School Library Journal on Never Look Back
Taking cues from Judge Dredd, Mad Max, and The Hunger Games, Rivera . . . has created a uniquely brutal hellscape. . . . Readers are left with a more ambiguous—and ambitious—tale that will have them questioning what kinds of people they’d be if freed from society’s mores.
Booklist starred review for Dealing in Dreams
Introducing Lilliam Rivera, one of the most unique and exciting new voices in YA. The Education of Margot Sanchez is funny, poignant, compelling and authentic.
— Matt de la Peña

Lilliam Rivera is an award-winning writer and author of young adult and middle grade novels. Her most recent book is Barely Floating (Kokila, 2023). Other books include the young adult science fiction novel We Light Up the Sky (Bloomsbury, 2021) and the graphic novel Unearthed: A Jessica Cruz Story (DC Comics, 2021), both named “Best Books of 2021” by Kirkus Reviews and School Library Journal. Her previous YA novels include Never Look Back (Bloomsbury YA, 2020), which BookPage called “a revelation” in a starred review; the middle grade novel Goldie Vance: The Hotel Whodunit (Little, Brown Books for Young Readers, 2020), which Kirkus praised as a “winner of a series opener”; Dealing in Dreams (Simon & Schuster Books for Young Readers, 2019), which was featured in Teen Vogue, PBS Books, Los Angeles Times, and Bustle, among other outlets, and has received starred reviews from School Library Journal and Booklist; and The Education of Margot Sanchez (Simon & Schuster Books for Young Readers, 2017), which was nominated for a 2017 Best Fiction for Young Adults by the Young Adult Library Services Association and was featured on NPR, New York Times Book Review, New York magazine, MTV.com, and Teen Vogue, among others. Rivera’s work has appeared in The Washington Post, The New York Times, Elle, Tin House, Los Angeles Times, USA Today, to name a few. Her first adult novel, Tiny Threads, will be published by Del Ray Books in August, 2024.

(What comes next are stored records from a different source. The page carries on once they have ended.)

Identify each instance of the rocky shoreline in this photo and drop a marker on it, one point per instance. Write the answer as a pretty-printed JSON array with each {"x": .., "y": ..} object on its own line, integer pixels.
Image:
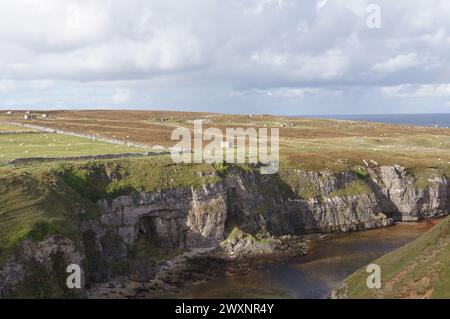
[{"x": 161, "y": 240}]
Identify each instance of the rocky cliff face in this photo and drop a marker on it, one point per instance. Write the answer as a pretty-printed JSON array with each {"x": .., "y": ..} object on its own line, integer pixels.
[{"x": 134, "y": 228}]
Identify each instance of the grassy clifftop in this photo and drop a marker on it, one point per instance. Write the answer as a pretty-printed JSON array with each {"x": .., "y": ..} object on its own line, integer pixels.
[
  {"x": 417, "y": 270},
  {"x": 310, "y": 144},
  {"x": 37, "y": 201}
]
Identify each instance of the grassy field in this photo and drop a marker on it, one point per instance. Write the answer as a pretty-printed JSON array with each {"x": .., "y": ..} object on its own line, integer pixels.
[
  {"x": 14, "y": 146},
  {"x": 313, "y": 144},
  {"x": 13, "y": 128},
  {"x": 417, "y": 270},
  {"x": 40, "y": 199}
]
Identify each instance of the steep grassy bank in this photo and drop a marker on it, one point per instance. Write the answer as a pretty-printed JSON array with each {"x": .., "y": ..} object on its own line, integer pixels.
[
  {"x": 417, "y": 270},
  {"x": 128, "y": 216}
]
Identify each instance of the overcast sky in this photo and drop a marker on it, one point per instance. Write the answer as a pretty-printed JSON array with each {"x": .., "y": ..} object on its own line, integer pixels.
[{"x": 234, "y": 56}]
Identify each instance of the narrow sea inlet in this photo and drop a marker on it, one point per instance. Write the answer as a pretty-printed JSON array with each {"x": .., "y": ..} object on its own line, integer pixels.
[{"x": 313, "y": 276}]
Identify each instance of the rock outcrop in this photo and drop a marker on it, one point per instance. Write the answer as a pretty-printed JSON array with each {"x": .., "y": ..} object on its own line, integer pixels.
[{"x": 134, "y": 228}]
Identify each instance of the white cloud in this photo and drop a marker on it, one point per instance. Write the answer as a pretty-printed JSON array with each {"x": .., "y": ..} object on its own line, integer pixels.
[
  {"x": 199, "y": 48},
  {"x": 400, "y": 62},
  {"x": 423, "y": 91}
]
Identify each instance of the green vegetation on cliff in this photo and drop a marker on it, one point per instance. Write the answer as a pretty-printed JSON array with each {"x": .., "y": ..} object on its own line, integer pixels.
[
  {"x": 37, "y": 201},
  {"x": 417, "y": 270}
]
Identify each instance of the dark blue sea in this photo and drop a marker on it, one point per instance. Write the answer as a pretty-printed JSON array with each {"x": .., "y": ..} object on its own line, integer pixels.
[{"x": 443, "y": 120}]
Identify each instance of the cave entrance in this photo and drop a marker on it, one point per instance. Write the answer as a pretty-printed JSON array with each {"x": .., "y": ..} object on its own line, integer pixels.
[{"x": 164, "y": 229}]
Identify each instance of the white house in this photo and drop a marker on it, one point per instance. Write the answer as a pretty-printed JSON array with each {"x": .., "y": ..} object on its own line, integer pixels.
[{"x": 227, "y": 144}]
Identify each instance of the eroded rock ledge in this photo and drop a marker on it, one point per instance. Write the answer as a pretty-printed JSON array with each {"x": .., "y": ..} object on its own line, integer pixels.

She is a 2016 Pushcart Prize winner and a 2015 Clarion alumni with a Leonard Pung Memorial Scholarship. Rivera has also been awarded fellowships from PEN Center USA, A Room Of Her Own Foundation, and received a grant from the Elizabeth George Foundation and the Speculative Literature Foundation. Her short story "Death Defiant Bomba" received honorable mention in Bellevue Literary Review's 2014 Goldenberg Prize for Fiction, selected by author Nathan Englander. She recently received honorable mention in the 2018 James Tiptree, Jr. Literary Award.

Rivera was interviewed by Lightspeed in 2019 and was asked about a comment she made in an NPR interview about The Education of Margot Sanchez in which she explained her belief in “firsts’ in YA novels: “In young adult fiction, I believe a lot of the characters must go through a discovery of “firsts.” The first kiss. The first sense of shame. I love those moments in young adult literature when the protagonist discovers how their parents or adults are completely flawed and full of unrealized desires or dreams.”

Born in the Bronx and currently living in Los Angeles, Rivera has been a featured speaker in countless schools and book festivals throughout the United States and teaches creative writing workshops.